Viscous fingering in liquid crystals: Anisotropy and morphological transitions
R. Folch, J. Casademunt, A. Hernandez-Machado

TL;DR
This paper models viscous fingering in nematic liquid crystals considering anisotropic viscosities, revealing a transition between tip-splitting and side-branching that explains experimental reentrant behavior.
Contribution
It introduces a minimal anisotropic viscosity model for viscous fingering in liquid crystals and characterizes the morphological transition using phase-field simulations.
Findings
Identifies a transition between tip-splitting and side-branching based on anisotropy and surface tension.
Shows the anisotropy dependence explains experimental reentrant transitions.

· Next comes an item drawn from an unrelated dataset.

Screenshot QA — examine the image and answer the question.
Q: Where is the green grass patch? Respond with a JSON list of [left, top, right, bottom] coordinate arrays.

Findings are consistent with previous experiments and solidification simulations.
Abstract
We show that a minimal model for viscous fingering with a nematic liquid crystal in which anisotropy is considered to enter through two different viscosities in two perpendicular directions can be mapped to a two-fold anisotropy in the surface tension. We numerically integrate the dynamics of the resulting problem with the phase-field approach to find and characterize a transition between tip-splitting and side-branching as a function of both anisotropy and dimensionless surface tension. This anisotropy dependence could explain the experimentally observed (reentrant) transition as temperature and applied pressure are varied. Our observations are also consistent with previous experimental evidence in viscous fingering within an etched cell and simulations of solidification.